Street crime is nearly always hollow and pathetic, minor hoodlums risking major jail time for purse snatchings and convenience store stick-ups that probably net them a day’s worth of narcotics.
But we’ve had a rash of them over the last two weeks, which should concern us all.
A grand jury last week indicted Rodney M. Morant, 40, of Lewiston for a five-hour robbery spree that involved four Lewiston-Auburn convenience stores.
Morant’s one-man crime wave ended when Lewiston Police Lt. Adam Higgins correctly predicted where he would hit next, the Big Apple Store in Lewiston.
Higgins confronted Morant, who ran but was quickly found hiding in some bushes.
Then, last week, police released sketches and photos from two robberies on Main Street in Lewiston. In the first stick-up, April 30, a man and a woman robbed the 7-Eleven store. Then, the following Monday, a man robbed the pharmacy counter at the Rite-Aid store.

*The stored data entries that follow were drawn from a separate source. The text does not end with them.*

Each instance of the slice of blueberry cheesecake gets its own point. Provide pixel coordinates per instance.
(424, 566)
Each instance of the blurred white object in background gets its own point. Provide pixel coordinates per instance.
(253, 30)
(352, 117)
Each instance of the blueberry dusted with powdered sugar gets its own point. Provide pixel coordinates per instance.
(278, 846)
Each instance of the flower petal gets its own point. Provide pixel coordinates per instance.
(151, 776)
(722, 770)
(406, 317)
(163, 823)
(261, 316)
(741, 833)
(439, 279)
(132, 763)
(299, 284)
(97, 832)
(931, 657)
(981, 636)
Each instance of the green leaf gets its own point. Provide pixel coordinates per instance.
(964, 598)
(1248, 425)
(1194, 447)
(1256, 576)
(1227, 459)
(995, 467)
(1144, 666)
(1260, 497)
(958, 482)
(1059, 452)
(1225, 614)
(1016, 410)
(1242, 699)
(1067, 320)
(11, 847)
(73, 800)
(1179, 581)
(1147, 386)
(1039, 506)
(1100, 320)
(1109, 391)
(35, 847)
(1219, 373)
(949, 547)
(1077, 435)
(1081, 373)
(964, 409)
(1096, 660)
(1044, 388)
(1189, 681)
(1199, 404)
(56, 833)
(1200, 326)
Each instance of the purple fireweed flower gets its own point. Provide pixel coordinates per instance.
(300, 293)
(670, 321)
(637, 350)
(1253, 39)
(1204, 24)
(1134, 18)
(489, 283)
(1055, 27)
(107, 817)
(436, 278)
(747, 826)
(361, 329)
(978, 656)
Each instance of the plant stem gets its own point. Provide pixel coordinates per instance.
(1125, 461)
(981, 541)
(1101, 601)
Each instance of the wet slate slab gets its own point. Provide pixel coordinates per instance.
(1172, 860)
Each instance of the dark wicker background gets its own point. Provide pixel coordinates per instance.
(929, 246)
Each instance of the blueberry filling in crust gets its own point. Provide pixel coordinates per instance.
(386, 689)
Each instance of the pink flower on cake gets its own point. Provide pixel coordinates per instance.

In between, Auburn Police arrested Samuel R. Landry on May 2 for snatching a purse from a woman outside the Hannaford on Spring Street.
We hope the recent flurry of street crime isn’t the beginning of a summer-long trend. Either way, this uptick in robberies should concern police and city officials.
As the Sun Journal reported last Sunday, more Mainers, including women are buying handguns, seeking training and obtaining concealed-weapon permits.
Obviously, people only carry weapons when they are fearful. The real question is whether their fears are justified by the facts. We do not believe they are.
The violent crime rate in Maine is very low and has been steadily so for more than 10 years. In fact, according to the U.S. Census Bureau, in 2006 Maine had the lowest violent crime rate in the U.S.
What’s more, in 2008 Lewiston and Auburn had the lowest crime rate among the larger cities in Maine, including Portland, Bangor, South Portland, Westbrook, Augusta and Waterville.
Yet, more people apparently feel they are in danger.
Some of this may have to do with the explosion of cop/court TV shows like Law & Order and CSI Miami, but a surge in local drug-related crimes can only reinforce the impression of rampant crime.
More people carrying guns combined with more people committing petty robberies only increases the odds that one of these incidents will end badly.
Since so many of these crimes prove to be drug-related, one solution might be trying to intervene with treatment programs before users become desperate enough to rob.
Perhaps cards and posters could be developed for drug stores and convenience stores urging people to get help with problems before they reach the end of their rope.
Maybe more preventative intervention could be done in certain neighborhoods to put people at risk of doing drug crimes in touch with help.
Expansion of the neighborhood substation program begun by the Lewiston Police Department is another alternative.
Perhaps most importantly, we need to step up efforts to make sure all Mainers understand that the violent crime rate in Maine is exceedingly low and our streets exceptionally safe.